Over time, Blaichman's unit increased in size. They were joined by refugees from Markuszow and expanded to sixty fighters. In the spring of 1943, Blaichman encountered Samuel Gruber. Gruber's group consisted of men who had fought in the Polish Army and knew how to use explosives and mines. The two groups joined together and became a more effective fighting force. By September 1943, the communist People's Army realized that the Blaichman and Gruber groups could be a dependable ally in the fight against the Germans and provided them with supplies that had been parachuted in by the Soviet air force. Now equipped with hand grenades, explosives, land mines, machine guns, and ammunition, the group could be even more successful in fighting the Germans.

In 1944, Blaichman's group received an order from the People's Army to move east and join forces with another Jewish partisan unit in the Parczew area commanded by Yechiel Grynszpan. Gruber was appointed deputy commander and Blaichman, at the age of 21, became the unit's youngest platoon commander. In July 1944, the Soviet Red Army advanced from the east and entered the Parczew forest. Also that month, Lublin was taken from the Germans by the Soviets, and Blaichman's partisan group entered the city.

Near the end of the war and immediately afterward (April to 19 July 1945) he has worked for the Polish communist secret police (Office of Public Security), as the temporary head of the Department of Prisons and Camps (Wydział Więzień i Obozów) in the Kielce's Voivode Office of Public Security (Wojewódzki Urząd Bezpieczeństwa Państwowego, WUBP).

After the war, Blaichman married Cesia Pomeranc, who had also lived in the Parczew area, and six years later they settled in the United States; Blaichman found work as a builder in New York.

Blaichman published a memoir in November 2009, Rather Die Fighting: A Memoir of World War II. In August 2010, a Polish translation, Wolę zginąć walcząc. Wspomnienia z II wojny światowej, was released in Poland. The book has been described as controversial in Poland, where it has led to a number of controversies.

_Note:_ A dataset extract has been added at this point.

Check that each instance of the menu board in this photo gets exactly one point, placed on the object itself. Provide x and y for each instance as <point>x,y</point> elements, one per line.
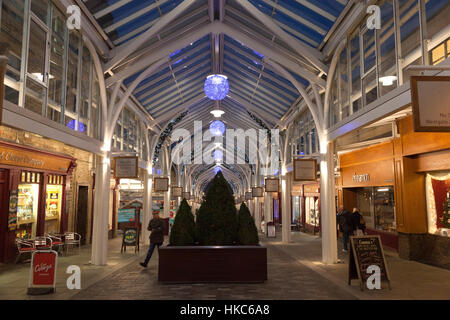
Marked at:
<point>126,167</point>
<point>365,252</point>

He died in Manhattan on 27 December 2018, aged 96.

==Controversy==
Following the publication of his memoir in Poland, some parts of his account, particularly related to his and his unit interactions with the Home Army, have proven to be controversial. Stanisław Aronson, a former Polish-Jewish officer of the AK, called the charges made in the book against the Home Army "absurd", a view which has been endorsed by historians Jan Żaryn and Waldemar Paruch. In turn, Blaichman portrayal of his activities in communist resistance has been questioned, and it has been alleged that he was a member of a criminal gang associated with communist Gwardia Ludowa which focused on forcefully obtaining provisions from the local populace and clashed with the Polish resistance. Perhaps most controversially, Blaichman also mentions that at one point he shot dead two AK soldiers, which has led to demands for this case to be investigated by the authorities. The spokesman for the Polish Institute of National Remembrance has declared that Blaichman's book will be investigated to determine whether he is guilty of communist crimes. The case was described as still open as of February 2019.

In 2019 the US Secretary of State, Mike Pompeo, praised Blaichman in his speech in Poland as an exemplary "Polish survivor who settled in the USA and achieved an American dream", which was described by Polish press as a political blunder, given Blaichman's controversial association with the communist security apparatus.